Probably overkill for 90+% of calc applications - hope you aren't trying to do another 48/49.
- Don't try to do an HP48/49 calc. Those are available and there's a ton on the used market. (I've given away two myself. To me, they're better as wheel-chocks than calculators.) Plus this is a bigger project. Do a smaller more achievable calc to get something right early.
- A moderately fast HP41/42S-style true RPN calc can do perfectly well using a capable 8 or 16 bit microcontroller, esp if CPU has a built-in basic LCD driver. This includes emulation of original HP 'microcode'.
- Emulation of an orig HP calc w/uncopyrighted ROMs can be very very helpful to getting something "right", early. The emulator can have traps in it to break out into real-code world for ease of implementing new functions or for overall system management. More important than calc operation routines are the actual quality math routines. We'd be hard pressed here to create transcendental functions that match the quality of HP's on even Spice or 11C/12C/15C calcs - let alone that of Solve & Integrate.
- Avoid USB. Expense, etc. Don't use the calc as a USB memory stick, that's a dud application as these sticks are $20 items that fit on keychains and smaller ones are even being given away as promotional items even...
Most PCs can read/write to many types of memory cards (SD/MMC, CF, xD, etc) either directly (or thru a $10 USB dongle) so do the write or read on the card at the PC and move the card to the calc. Less firmware, less grief, no one's bothered.
- Use SD instead of CF cards (and avoid xD!!). CF connectors are more expensive and the speed advantage of CF devices (esp as inplemented in MicroDrives) is not terribly relevant here. Free FAT12/16/32 filesystem open source is available - search SourceForge for EFSL (Embedded FileSystem Library), just write a low level SPI driver to fetch/write n*512 bytes to card sector address...

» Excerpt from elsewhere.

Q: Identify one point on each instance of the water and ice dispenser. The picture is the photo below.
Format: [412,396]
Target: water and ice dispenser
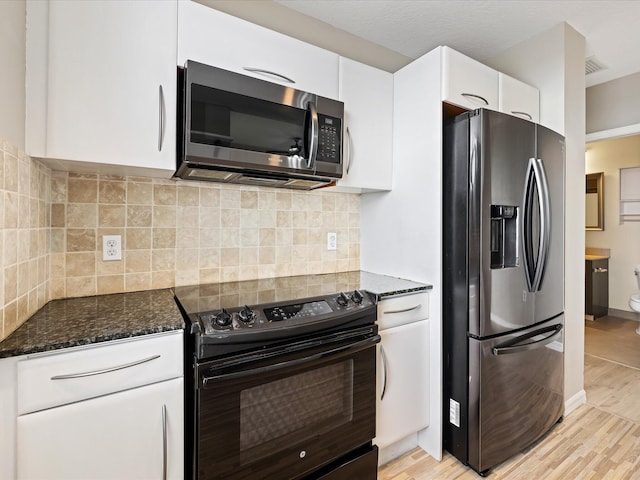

- Hugh Steers' question/comment about copying ROM to RAM is an important one. In the devices using embedded ARMs, generally attached RAM is faster than ROM, so it behooves one to copy to RAM at boot.

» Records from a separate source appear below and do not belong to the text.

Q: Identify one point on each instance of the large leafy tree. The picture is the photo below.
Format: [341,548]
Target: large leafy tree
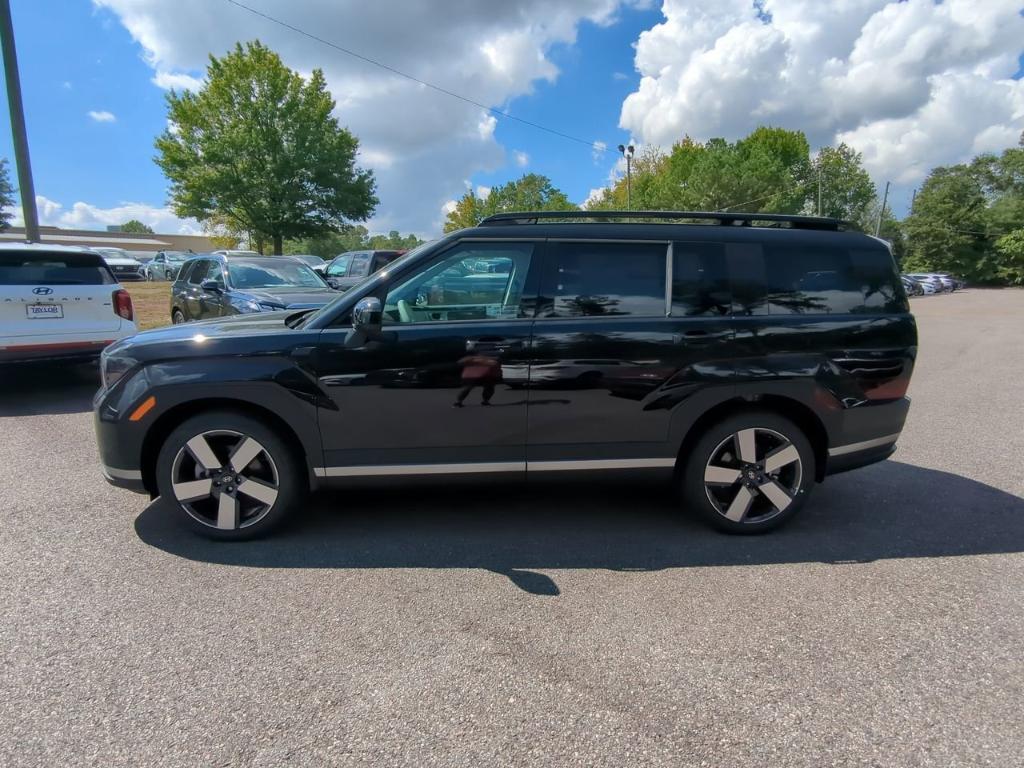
[530,193]
[846,189]
[946,227]
[136,226]
[767,171]
[259,147]
[6,196]
[354,238]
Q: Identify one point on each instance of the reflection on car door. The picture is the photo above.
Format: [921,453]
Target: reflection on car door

However, I see this as a system integrity issue. Without elaborate realtime continious memory image checks, the paranoid amongst us prefer code in ROM. Wild pointers don't overwrite it, etc. Your car's engine control software and pacemaker software all run directly out of ROM, often uncached.
- Attack power management at very low level. Power mgmt routines should be programmable and configurable for keystroke operation vs running programs at various speeds.